Le «clash» des rabbins en Israël sur la façon de célébrer la Pâque juive

- Avec AFP

Le «clash» des rabbins en Israël sur la façon de célébrer la Pâque juive Source: AFP
Des rabbins et des fidèles se rassemblent pour la prière Cohanim durant la Pâque juive devant le mur des lamentations, le 22 avril 2019.

Le monde rabbinique en Israël se divise à l'approche de Pessa'h. Alors que certains prônent la diffusion digitale de la Pâque juive, l'usage de l'électricité est en général proscrit pendant ces fêtes. Un débat auquel a pris part Benyamin Netanyahou.

L'approche de la Pâque juive provoque des divergences entre rabbins orthodoxes et plus libéraux. En pleine pandémie de coronavirus, et alors que le gouvernement appelle au confinement, l'idée de célébrer Pessa'h via le digital commence à se répandre au sein des différents courants qui composent la religion hébraïque.

Et les moyens numériques ne manquent pas, à l'image de l'application américaine Zoom qui permet de communiquer aisément en vidéo une fois installée sur les smartphones, ordinateurs et autres tablettes.

Si l'outil rassemble en ces temps de confinement, son usage crispe les juifs les plus orthodoxes alors que la loi religieuse – halakha – proscrit en règle générale l'usage de l'électricité pendant les fêtes. Or le moment fort de la Pâque juive se déroule au cours du dîner du Seder. Mais dans ces circonstances de pandémie, les autorités autorisent uniquement les rassemblements de personnes d'un même foyer.

«Clashs» et «psaks»

«Une personne qui voulait donner 10 000 ordinateurs à des personnes âgées pour leur permettre d'être réunies avec leur famille nous a demandé si c'était conforme à la halakha», raconte à l'AFP le rabbin Raphaël Delouya. C'est ainsi qu'avec 13 de ses collègues il a rendu un «psak», un avis religieux sur la question. Et pour ces rabbins, une situation «d'urgence» comme la pandémie de nouveau coronavirus rend licite l'utilisation d'un ordinateur pour célébrer la fête avec des «personnes âgées» ou des «malades».

Pour le religieux, «la solitude peut entraîner un mental moins fort et donc une baisse de l'immunité». «On s'est appuyé sur des sages du Maroc, sur la tradition rabbinique séfarade qui permettait il y a plus de 50 ans d'utiliser l'électricité pendant les fêtes», précise-t-il.

L'opposition du grand rabbinat

Mais le grand rabbinat d'Israël ne partage pas cet avis : «La solitude est douloureuse, et il faut y remédier, peut-être en se parlant par ordinateur à la veille d'un jour férié, mais pas en profanant un jour férié.»

Selon Kimmy Caplan, spécialiste des mouvements orthodoxes à l'université Bar-Ilan près de Tel-Aviv, «certains prennent acte d'une situation sociale tandis que d'autres se disent qu'ils ne vont pas plier le système légal à cause d'une nouvelle situation sociale». Ces règles qui régissent les fêtes juives remontent au début des années 1950, lorsqu'Avraham Yeshayaou Karelitz, l'influent rabbin ashkénaze les a fixées après la Seconde Guerre : il a banni l'usage de l'électricité lors du shabbat, jour de repos hebdomadaire. 

La majorité des rabbins ultra-orthodoxes dans le monde suit cette interprétation à propos du shabbat même si certains rabbins séfarades assurent, selon Kimmy Caplan, que «l'électricité peut être autorisée les jours de fêtes, contrairement à shabbat».

Benyamin Netanyahou exhorte les Israéliens à rester chez eux

Ces querelles religieuses ne sont en revanche pas de nature à faire vaciller le Premier ministre israélien.

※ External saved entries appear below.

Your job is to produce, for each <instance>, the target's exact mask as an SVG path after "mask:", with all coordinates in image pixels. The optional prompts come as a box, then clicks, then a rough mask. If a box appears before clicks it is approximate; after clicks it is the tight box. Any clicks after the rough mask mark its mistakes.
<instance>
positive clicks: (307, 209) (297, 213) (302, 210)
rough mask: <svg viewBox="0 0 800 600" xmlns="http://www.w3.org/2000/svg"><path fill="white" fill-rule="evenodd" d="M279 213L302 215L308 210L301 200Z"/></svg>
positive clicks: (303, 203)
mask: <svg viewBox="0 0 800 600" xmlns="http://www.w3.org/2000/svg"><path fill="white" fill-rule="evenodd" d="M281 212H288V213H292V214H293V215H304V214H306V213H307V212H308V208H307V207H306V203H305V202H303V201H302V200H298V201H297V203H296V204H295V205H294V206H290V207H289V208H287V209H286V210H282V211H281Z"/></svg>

Benyamin Netanyahou exhorte ses concitoyens à rester chez eux pour Pessa'h, un «moment décisif» selon lui dans la lutte contre le coronavirus, et ce alors que les quartiers ultra-orthodoxes ne respectent pas toujours les consignes de confinement.

Benyamin Netanyahou en a profité pour citer l'épisode de la Torah où les plaies lancées par Dieu pour frapper l'Egypte passent au-dessus des maisons des Hébreux, favorisant leur exode et leur liberté. «Comme lors de l'exode d'Egypte, le but aujourd'hui est clair: ne "pas permettre au destructeur d'entrer dans vos maisons pour frapper"», s'est-t-il exclamé.

Pour s'assurer du respect des règles, le service de sécurité intérieure israélien, connu sous le nom de Shin Bet, a été autorisé par le gouvernement à surveiller les déplacements des malades du Covid-19. Selon le bilan du ministère israélien de la Santé datant du 2 avril, 33 personnes sont mortes des suites du coronavirus et 6211 cas ont été recensés.